LEGAL2026 and

CALD-pseudo 2026

Joint Workshop on Legal and Ethical Issues in Human Language Technologies (LEGAL2026) and Computational Approaches to Language Data Pseudonymization, Anonymization, De-identification, and Data Privacy (CALD-pseudo 2026)

(Image AI generated)

About the Joint Workshop

LEGAL 2026 and CALD-pseudo 2026

Access to text and speech data is essential for research, yet personal and sensitive information often prevents open sharing. Techniques such as pseudonymization and anonymization offer potential solutions, but their effectiveness, limitations, and impact on data utility require deeper investigation. Balancing privacy protection with meaningful scientific use remains a key challenge.

At the same time, legal and ethical requirements increasingly shape how language resources can be created, processed, and distributed. Regulatory frameworks, such as the GDPR, the Data Act, and the Artificial Intelligence Act, affect access, reuse, and documentation duties for both text and speech data, creating a complex environment that demands interdisciplinary insight.

The workshop brings these two perspectives together by addressing both the technical and practical aspects of de-identification as well as the legal and ethical obligations governing data handling. Topics include anonymization and pseudonymization methods, compliance in practical workflows, provenance and rights tracking, and emerging approaches to legal metadata. The goal is to foster responsible, legally sound, and technically robust innovation in human language technologies.

Contact

For inquiries, please contact mail@legal2026.mobiles.de.

Submission

Authors are invited to submit original and unpublished research papers in the following categories:

Long papers (up to 8 pages) for substantial contributions

Short papers (up to 4 pages) for:

  • Small, focused contributions or ongoing or preliminary work
  • Extended abstracts for non-technical submissions only, such as conceptual, theoretical, legal, ethical, policy-oriented, or position papers. Extended abstract submissions are expected to be developed into regular papers by the camera-ready submission deadline.

The full papers will be published as workshop proceedings along with the LREC main conference. They should follow the LREC stylesheet, which is available on the conference website on the Author’s kit page.

Submission deadline: 20th of February 2026

The submission link will be provided in due time.

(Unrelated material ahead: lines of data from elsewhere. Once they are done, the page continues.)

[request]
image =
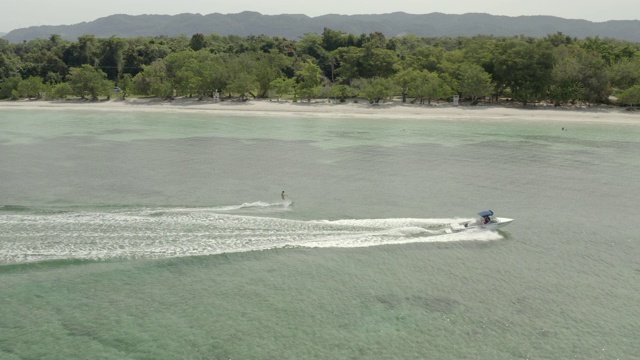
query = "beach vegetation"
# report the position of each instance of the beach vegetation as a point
(334, 64)
(32, 87)
(87, 81)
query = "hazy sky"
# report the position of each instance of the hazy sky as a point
(16, 14)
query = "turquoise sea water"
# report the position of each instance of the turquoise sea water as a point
(163, 236)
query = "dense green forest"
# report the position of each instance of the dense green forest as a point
(557, 68)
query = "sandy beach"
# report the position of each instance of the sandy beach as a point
(324, 108)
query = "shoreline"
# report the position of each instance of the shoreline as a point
(390, 110)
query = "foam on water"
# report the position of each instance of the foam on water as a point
(173, 232)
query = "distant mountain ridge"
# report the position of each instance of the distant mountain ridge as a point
(292, 26)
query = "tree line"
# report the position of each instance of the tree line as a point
(557, 68)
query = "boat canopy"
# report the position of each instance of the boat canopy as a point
(486, 213)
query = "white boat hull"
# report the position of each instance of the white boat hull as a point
(496, 223)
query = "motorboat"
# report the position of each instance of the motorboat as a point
(486, 220)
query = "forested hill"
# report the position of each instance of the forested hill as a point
(293, 26)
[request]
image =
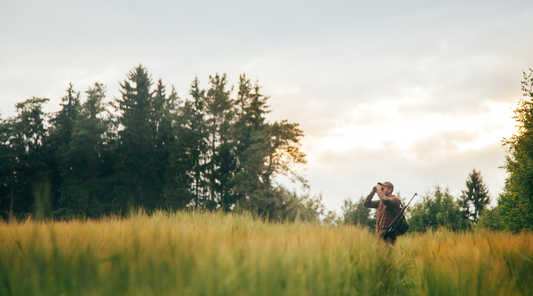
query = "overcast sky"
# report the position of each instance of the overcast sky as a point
(413, 92)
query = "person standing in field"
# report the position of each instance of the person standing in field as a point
(388, 206)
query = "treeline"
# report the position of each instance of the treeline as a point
(150, 148)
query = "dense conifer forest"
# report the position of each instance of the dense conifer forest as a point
(153, 149)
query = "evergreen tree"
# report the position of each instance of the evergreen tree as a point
(475, 198)
(82, 168)
(264, 151)
(22, 148)
(137, 178)
(60, 135)
(515, 204)
(437, 209)
(221, 166)
(186, 174)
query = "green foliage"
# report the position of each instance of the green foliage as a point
(24, 155)
(491, 219)
(209, 151)
(475, 198)
(437, 209)
(84, 170)
(515, 204)
(356, 213)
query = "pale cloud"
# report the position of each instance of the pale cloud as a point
(446, 75)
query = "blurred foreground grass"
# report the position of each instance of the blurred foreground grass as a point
(190, 253)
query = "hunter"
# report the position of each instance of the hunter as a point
(388, 206)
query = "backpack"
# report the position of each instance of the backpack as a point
(403, 226)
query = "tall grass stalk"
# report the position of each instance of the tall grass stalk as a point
(192, 253)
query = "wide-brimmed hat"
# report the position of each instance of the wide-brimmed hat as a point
(388, 184)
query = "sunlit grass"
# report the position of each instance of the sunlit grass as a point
(190, 253)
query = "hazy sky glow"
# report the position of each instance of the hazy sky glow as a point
(414, 92)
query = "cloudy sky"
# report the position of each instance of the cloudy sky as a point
(414, 92)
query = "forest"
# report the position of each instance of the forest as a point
(151, 149)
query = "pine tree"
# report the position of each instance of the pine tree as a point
(186, 176)
(137, 179)
(515, 204)
(57, 144)
(221, 165)
(475, 198)
(82, 172)
(23, 137)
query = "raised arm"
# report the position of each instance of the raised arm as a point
(389, 201)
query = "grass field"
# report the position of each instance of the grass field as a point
(190, 253)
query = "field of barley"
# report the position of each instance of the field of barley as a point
(191, 253)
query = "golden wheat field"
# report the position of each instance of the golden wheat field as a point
(192, 253)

When submitting a paper from the START page, authors will be asked to provide essential information about resources (in a broad sense, i.e. also technologies, standards, evaluation kits, etc.) that have been used for the work described in the paper or are a new result of your research. Moreover, ELRA encourages all LREC authors to share the described LRs (data, tools, services, etc.) to enable their reuse and replicability of experiments (including evaluation ones).

Topics of interest include:

1. Legal Aspects of Language Data (LEGAL2026)

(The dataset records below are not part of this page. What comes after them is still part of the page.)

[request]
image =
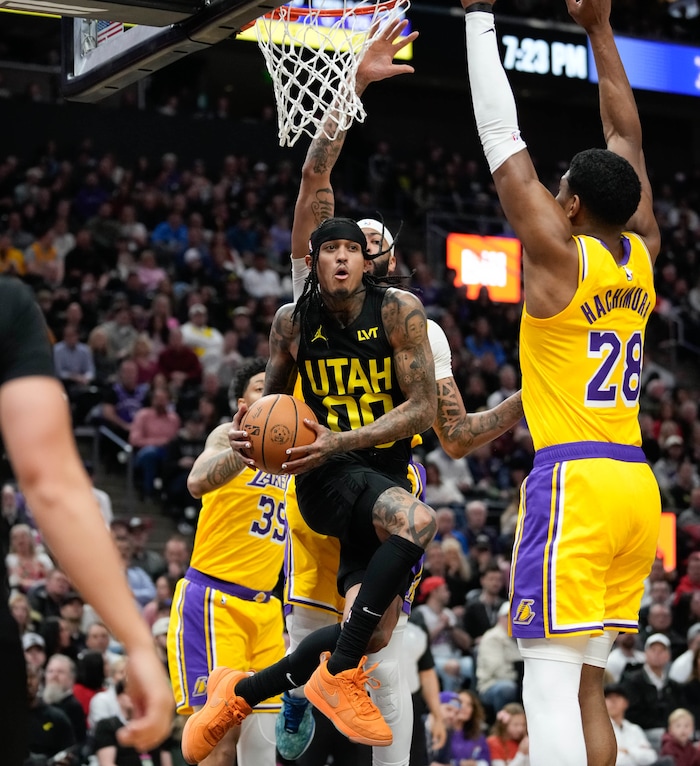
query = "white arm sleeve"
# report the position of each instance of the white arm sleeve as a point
(492, 96)
(299, 273)
(441, 350)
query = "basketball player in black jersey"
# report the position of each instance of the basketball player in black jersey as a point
(37, 434)
(367, 371)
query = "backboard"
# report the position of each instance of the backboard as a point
(109, 45)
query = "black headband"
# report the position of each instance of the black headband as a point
(337, 228)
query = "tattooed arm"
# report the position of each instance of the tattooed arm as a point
(281, 371)
(216, 466)
(461, 432)
(316, 202)
(405, 324)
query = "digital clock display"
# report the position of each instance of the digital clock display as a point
(545, 57)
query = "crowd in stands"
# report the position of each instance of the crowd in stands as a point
(157, 279)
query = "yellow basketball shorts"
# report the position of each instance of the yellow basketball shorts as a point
(585, 541)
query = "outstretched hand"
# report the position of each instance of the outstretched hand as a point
(378, 62)
(589, 14)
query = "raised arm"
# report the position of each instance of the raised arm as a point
(217, 464)
(281, 371)
(316, 202)
(618, 109)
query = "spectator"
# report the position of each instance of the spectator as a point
(677, 742)
(440, 490)
(508, 742)
(152, 429)
(105, 366)
(456, 471)
(108, 747)
(692, 685)
(689, 520)
(121, 334)
(34, 648)
(179, 363)
(659, 621)
(46, 599)
(690, 581)
(11, 258)
(76, 369)
(58, 690)
(143, 555)
(72, 619)
(624, 656)
(508, 379)
(180, 454)
(140, 583)
(482, 342)
(105, 704)
(482, 607)
(177, 556)
(633, 747)
(99, 639)
(666, 467)
(142, 354)
(457, 574)
(498, 664)
(660, 593)
(260, 280)
(49, 728)
(161, 604)
(22, 612)
(26, 566)
(477, 516)
(652, 694)
(448, 642)
(89, 678)
(207, 342)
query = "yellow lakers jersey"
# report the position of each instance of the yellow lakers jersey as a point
(242, 529)
(581, 368)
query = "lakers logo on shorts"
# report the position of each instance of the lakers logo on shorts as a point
(524, 614)
(200, 686)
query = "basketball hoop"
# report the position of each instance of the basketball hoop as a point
(312, 49)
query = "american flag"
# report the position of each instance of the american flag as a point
(107, 29)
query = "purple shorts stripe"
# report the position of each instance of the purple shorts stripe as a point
(230, 588)
(527, 599)
(586, 450)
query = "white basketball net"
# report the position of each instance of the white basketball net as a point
(312, 59)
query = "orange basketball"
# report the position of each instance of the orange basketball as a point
(274, 424)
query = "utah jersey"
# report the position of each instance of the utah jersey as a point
(347, 374)
(581, 369)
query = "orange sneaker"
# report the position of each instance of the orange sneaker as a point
(344, 700)
(223, 710)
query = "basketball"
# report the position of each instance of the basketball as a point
(274, 424)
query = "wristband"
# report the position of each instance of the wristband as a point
(483, 7)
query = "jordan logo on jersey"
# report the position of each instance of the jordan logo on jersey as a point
(524, 614)
(318, 335)
(200, 686)
(367, 334)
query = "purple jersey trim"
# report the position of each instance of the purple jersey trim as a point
(587, 450)
(230, 588)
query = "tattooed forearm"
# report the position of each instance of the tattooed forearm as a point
(323, 205)
(323, 153)
(460, 432)
(398, 514)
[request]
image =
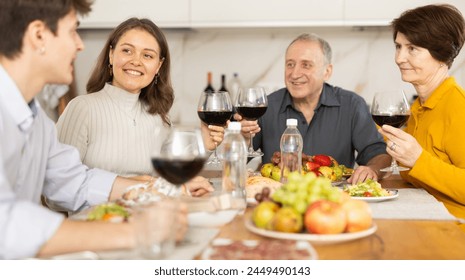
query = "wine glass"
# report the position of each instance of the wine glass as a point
(180, 158)
(391, 108)
(215, 108)
(251, 103)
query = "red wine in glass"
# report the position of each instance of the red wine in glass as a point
(251, 104)
(218, 118)
(391, 108)
(178, 171)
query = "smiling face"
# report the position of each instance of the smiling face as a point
(61, 50)
(305, 69)
(135, 59)
(416, 64)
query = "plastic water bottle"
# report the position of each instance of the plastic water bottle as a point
(291, 150)
(234, 159)
(234, 85)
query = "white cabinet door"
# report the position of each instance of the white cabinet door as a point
(110, 13)
(266, 13)
(382, 12)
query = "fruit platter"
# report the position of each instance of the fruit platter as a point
(309, 208)
(320, 165)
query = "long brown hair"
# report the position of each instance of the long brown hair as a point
(158, 96)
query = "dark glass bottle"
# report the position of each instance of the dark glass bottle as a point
(223, 83)
(209, 87)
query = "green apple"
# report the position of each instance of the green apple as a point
(266, 169)
(287, 219)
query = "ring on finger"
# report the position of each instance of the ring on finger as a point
(393, 147)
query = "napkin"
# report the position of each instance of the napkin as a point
(412, 204)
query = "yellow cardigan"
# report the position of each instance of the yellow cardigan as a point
(439, 127)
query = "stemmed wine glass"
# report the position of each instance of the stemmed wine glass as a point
(251, 103)
(215, 108)
(391, 108)
(180, 158)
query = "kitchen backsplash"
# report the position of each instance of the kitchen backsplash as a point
(363, 60)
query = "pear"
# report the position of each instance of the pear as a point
(263, 213)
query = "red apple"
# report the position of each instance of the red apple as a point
(358, 215)
(325, 217)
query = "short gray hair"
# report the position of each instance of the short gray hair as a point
(311, 37)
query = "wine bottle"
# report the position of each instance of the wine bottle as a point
(209, 87)
(223, 83)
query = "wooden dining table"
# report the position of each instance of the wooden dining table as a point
(394, 239)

  • Regulatory frameworks and global governance: Impact of the GDPR, EU Data Act, Data Governance Act, Digital Services Act, AI Act, and international regulations (e.g., China’s 2023 Draft Rules on Generative AI, U.S. AI Bill of Rights) on access, circulation, and reuse of language and speech data; statutory exceptions for text and data mining.

  • Intellectual property, data protection, and LLM governance: Legal issues surrounding training data, derivative datasets, and model outputs; copyright, data governance, and data protection obligations in the development and deployment of Large Language Models.

  • Ethics, fairness, trust, and transparency: Ethical considerations in personal data collection and reuse; ensuring fairness, transparency, and accountability in language and speech technologies.

  • Compliance in practice: Legal metadata, provenance, consent documentation, usage rights, and machine-readable licensing; practical workflows for lawful data collection, annotation, and sharing.

  • Operationalizing compliance: Tools and methods that support automated compliance checking, risk detection, consent tracking, and policy-aware data filtering; language technologies assisting in legal compliance.

  • Emerging and grey areas: Legal uncertainties around synthetic or augmented data, LLM-generated content, and cross-modal leakage; evolving interpretations of anonymization thresholds.

  • Interdisciplinary and cross-border coordination: Global harmonization of legal and technical approaches; collaboration models between researchers, legal experts, and infrastructure providers; navigating jurisdictional inconsistencies.

2. Pseudonymization, Anonymization, and De-identification: Theoretical, Methodological, and Technical Aspects (CALD-pseudo 2026)

  • Detection and classification of personal information (PI): Automatic identification of PI in text, speech, and multimodal data; context-dependent and indirect indicators of identity.

  • Replacement and transformation of PI: Context-sensitive pseudonymization and anonymization methods; substitution, masking, obfuscation; maintaining coherence across discourse and modalities.

  • Utility and bias after de-identification: Effects of de-identification on downstream task performance, linguistic research validity, readability, and bias amplification or reduction.

  • Approaches to evaluation and adversarial testing: Metrics and frameworks for assessing de-identification quality; adversarial re-identification attempts; robustness and failure-mode analysis.

  • Dataset creation for de-identification research: Methodological, ethical, and annotation-related considerations in building corpora for training or evaluating de-identification systems.

  • Low-resource scenarios: Techniques for de-identification in settings with limited data, scarce annotations, or underrepresented languages; transfer and multilingual approaches.

  • Speech-specific challenges: Removing speaker identity cues in audio; voice anonymization; cross-modal leakage between text, transcripts, and acoustic features.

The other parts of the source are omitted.